In this letter, we analyze a two-stage cluster-then-*l*^{1}-optimization approach for sparse representation of a data matrix, which is also a promising approach for blind source separation (BSS) in which fewer sensors than sources are present. First, sparse representation (factorization) of a data matrix is discussed. For a given overcomplete basis matrix, the corresponding sparse solution (coefficient matrix) with minimum *l*^{1} norm is unique with probability one, which can be obtained using a standard linear programming algorithm. The equivalence of the *l*^{1}—norm solution and the *l*^{0}—norm solution is also analyzed according to a probabilistic framework. If the obtained *l*^{1}—norm solution is sufficiently sparse, then it is equal to the *l*^{0}—norm solution with a high probability. Furthermore, the *l*^{1}—norm solution is robust to noise, but the *l*^{0}—norm solution is not, showing that the *l*^{1}—norm is a good sparsity measure. These results can be used as a recoverability analysis of BSS, as discussed. The basis matrix in this article is estimated using a clustering algorithm followed by normalization, in which the matrix columns are the cluster centers of normalized data column vectors.

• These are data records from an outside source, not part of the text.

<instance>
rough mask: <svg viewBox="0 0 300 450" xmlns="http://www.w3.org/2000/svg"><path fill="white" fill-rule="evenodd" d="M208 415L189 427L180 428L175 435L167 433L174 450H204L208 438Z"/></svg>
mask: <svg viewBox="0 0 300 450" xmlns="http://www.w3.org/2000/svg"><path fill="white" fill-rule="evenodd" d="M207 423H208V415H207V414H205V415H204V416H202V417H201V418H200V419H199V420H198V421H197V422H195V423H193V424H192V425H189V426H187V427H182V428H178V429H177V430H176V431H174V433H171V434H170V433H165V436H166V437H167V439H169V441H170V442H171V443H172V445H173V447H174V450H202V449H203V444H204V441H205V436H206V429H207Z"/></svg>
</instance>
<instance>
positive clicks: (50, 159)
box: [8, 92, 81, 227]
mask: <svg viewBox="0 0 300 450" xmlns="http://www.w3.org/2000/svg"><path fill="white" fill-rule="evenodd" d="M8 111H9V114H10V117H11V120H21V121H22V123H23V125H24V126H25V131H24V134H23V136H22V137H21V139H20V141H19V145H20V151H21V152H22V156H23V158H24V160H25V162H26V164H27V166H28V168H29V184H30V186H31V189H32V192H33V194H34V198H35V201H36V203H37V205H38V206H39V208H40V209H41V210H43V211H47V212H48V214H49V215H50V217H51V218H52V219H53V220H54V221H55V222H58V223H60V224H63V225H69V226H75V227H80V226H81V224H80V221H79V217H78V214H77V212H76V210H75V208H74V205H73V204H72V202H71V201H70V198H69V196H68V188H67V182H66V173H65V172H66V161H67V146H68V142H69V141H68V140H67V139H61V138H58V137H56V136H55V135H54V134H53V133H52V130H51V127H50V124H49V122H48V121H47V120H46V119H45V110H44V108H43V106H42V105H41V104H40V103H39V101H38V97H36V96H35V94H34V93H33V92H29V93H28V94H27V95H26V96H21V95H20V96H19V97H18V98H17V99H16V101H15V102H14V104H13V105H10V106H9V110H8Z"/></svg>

Zibulevsky, Pearlmutter, Boll, and Kisilev (2000) used this kind of two-stage approach in underdetermined BSS. Our recoverability analysis shows that this approach can deal with the situation in which the sources are overlapped to some degree in the analyzed domain and with the case in which the source number is unknown. It is also robust to additive noise and estimation error in the mixing matrix. Finally, four simulation examples and an EEG data analysis example are presented to illustrate the algorithm’s utility and demonstrate its performance.